One day, the boy who sat next to me in geography class noticed me taking a few tablets. Feeling dizzy, I left the classroom, and he followed me outside, mumbling an excuse to the teacher. I remember the way he stared at me, worried, his gaze making a sharp incision into my mind, digging for answers. For the first time, I saw myself through the eyes of someone who cared about me. He’d noticed my desperation, noticed me, after so many years of feeling invisible and unworthy. I threw away the remaining Diazepam and never took it again. The second step in my bumpy journey.
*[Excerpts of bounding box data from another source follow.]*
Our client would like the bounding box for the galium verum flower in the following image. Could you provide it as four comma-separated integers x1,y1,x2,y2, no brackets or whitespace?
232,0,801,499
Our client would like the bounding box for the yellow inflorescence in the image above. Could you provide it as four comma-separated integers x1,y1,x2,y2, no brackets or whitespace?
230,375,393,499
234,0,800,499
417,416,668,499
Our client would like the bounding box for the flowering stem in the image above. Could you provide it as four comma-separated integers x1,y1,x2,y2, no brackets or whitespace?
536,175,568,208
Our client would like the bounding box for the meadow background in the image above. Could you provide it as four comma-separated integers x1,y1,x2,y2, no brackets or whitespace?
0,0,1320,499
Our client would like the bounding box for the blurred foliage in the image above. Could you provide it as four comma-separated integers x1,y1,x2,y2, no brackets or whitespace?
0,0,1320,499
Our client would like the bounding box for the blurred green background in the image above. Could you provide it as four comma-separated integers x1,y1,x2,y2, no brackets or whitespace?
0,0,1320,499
The third one took place over a long time, during which I left home for university and relocated to London, and, in a way, it still continues. After my father died, I was left with a million questions reverberating through my head, none of them answered, and anxiety started to build up again. But this time, things were different. I had new friends and relationships, and a support network made up of people who helped me see myself as someone worthy of love. I am far from ‘recovered’. Every time I suffer extreme stress or anxiety, my stomach closes again and my appetite vanishes. I don’t know if I can ever heal the trauma or its effects on my mental health, but I know where to look for support and I find this reassuring. The network of people around me, like an invisible cloak, helps me move forward. And this is all I want to do: keep going, keep moving forward.